The major_compact 'tableName' command increases I/O load. Avoid running it frequently.

Why isn't data cold after a compaction?

This can happen if the data you wrote has not yet been flushed to disk. Run a flush first to persist the in-memory data to disk, then run a compaction to move it to cold storage. To trigger compaction:

In HBase Shell, run the major_compact command.
In Lindorm-cli, use ALTER TABLE syntax.

Why is cold data archiving slowly?

Compaction backlog. If compactions are queuing up faster than they complete, hot-to-cold archiving slows down. Check the Compaction Queue Size(count) metric on the Instance Monitoring page under Table Metrics-Cluster Load. If the value is consistently above 0 and rising, you have a backlog. To resolve it, scale out or upgrade your instance to increase CPU resources. For details, see View monitoring information.

Outdated LindormTable version. Newer versions archive cold data faster. Check your current version in Release notes of LindormTable, then follow the steps in Minor version update to upgrade.

If neither resolves the issue, contact technical support.

Does cold data remain cold after an update (custom time column)?

It depends on whether the update changes the custom time column.

Update affects time column?	Result
No	Data remains cold
Yes	System re-evaluates hot/cold status based on the new value

Example: A table has primary key columns p1 and p2, and non-primary key columns c1 and c2. A row has values p1=row1, p2=2023-01-28, c1="c1", and c2="c2". The hot-cold data boundary is 1 day and the current date is 2023-01-30, so this row is cold.

Updating c1 or c2: row remains cold.
Updating p2 to 2023-01-30: row becomes hot, then cold again on February 1, 2023.

To keep cold data cold: Avoid updating the custom time column on rows you want to keep archived.

Is data separated without a custom time value?

No. Without a value in the custom time column, the system has no basis to classify the row, so it always stays in hot storage.

Does cold data remain cold after an update (timestamp-based)?

No. Any update to timestamp-based data refreshes its timestamp, making it hot again.

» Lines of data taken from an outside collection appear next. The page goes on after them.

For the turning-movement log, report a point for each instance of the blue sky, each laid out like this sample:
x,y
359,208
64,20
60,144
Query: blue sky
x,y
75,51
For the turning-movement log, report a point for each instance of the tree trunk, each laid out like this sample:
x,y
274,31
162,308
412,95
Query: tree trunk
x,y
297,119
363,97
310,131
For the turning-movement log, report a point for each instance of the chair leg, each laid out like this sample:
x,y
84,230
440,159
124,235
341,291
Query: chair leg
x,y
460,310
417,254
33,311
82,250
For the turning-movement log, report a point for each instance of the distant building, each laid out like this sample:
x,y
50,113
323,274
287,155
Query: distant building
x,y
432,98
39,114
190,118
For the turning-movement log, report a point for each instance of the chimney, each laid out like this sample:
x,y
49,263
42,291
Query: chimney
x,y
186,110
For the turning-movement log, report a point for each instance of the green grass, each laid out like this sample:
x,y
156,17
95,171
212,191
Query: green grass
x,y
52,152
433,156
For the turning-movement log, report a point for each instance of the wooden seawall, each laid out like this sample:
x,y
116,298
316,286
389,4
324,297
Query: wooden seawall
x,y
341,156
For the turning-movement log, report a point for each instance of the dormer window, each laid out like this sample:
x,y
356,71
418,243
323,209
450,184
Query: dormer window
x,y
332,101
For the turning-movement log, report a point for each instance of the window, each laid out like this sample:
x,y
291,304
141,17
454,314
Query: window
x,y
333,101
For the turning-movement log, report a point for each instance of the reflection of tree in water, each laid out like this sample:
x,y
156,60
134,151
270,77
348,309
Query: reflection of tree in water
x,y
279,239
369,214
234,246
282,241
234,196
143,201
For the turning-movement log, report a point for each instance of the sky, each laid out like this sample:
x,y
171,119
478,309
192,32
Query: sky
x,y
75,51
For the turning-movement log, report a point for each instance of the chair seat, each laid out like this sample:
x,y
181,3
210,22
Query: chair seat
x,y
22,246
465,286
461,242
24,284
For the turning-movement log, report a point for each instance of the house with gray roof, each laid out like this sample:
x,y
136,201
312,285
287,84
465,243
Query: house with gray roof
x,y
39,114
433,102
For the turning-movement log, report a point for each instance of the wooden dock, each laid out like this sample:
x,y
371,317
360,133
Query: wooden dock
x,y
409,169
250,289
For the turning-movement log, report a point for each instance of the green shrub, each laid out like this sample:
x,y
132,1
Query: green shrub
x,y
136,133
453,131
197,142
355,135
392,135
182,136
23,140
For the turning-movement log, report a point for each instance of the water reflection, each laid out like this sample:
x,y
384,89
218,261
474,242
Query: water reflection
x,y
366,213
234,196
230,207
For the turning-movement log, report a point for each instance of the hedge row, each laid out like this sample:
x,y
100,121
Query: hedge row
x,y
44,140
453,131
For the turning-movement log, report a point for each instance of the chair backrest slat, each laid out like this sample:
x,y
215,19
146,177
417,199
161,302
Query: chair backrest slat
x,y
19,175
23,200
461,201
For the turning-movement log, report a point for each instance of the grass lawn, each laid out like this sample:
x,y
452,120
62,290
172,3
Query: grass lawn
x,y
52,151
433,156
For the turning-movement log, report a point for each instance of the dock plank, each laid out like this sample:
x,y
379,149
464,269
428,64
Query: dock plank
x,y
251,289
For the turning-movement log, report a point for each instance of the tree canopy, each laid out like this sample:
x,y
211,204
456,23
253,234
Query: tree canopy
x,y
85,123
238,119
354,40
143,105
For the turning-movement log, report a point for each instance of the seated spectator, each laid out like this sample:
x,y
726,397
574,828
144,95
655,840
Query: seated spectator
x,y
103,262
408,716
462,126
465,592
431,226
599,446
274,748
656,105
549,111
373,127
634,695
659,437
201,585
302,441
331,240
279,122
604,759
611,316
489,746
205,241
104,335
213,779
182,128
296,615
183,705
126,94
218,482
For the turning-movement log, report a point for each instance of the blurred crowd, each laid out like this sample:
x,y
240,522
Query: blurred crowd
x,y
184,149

Why do hot-data queries return cold data?

Cold data archiving is periodic, not instant. When you query with the HOT_ONLY setting or the _l_hot_only_ hint, some data that has crossed the hot-cold boundary may still physically reside in hot storage and be included in results.

Add a time range filter to restrict results to the intended window:

-- Set _l_ts_min_ (start time) and _l_ts_max_ (end time) using consistent units.
SELECT /*+ _l_hot_only_(true), _l_ts_min_(1000), _l_ts_max_(2001) */ * FROM test WHERE p1>1;

Why do hot-data queries with HOT_ONLY time out?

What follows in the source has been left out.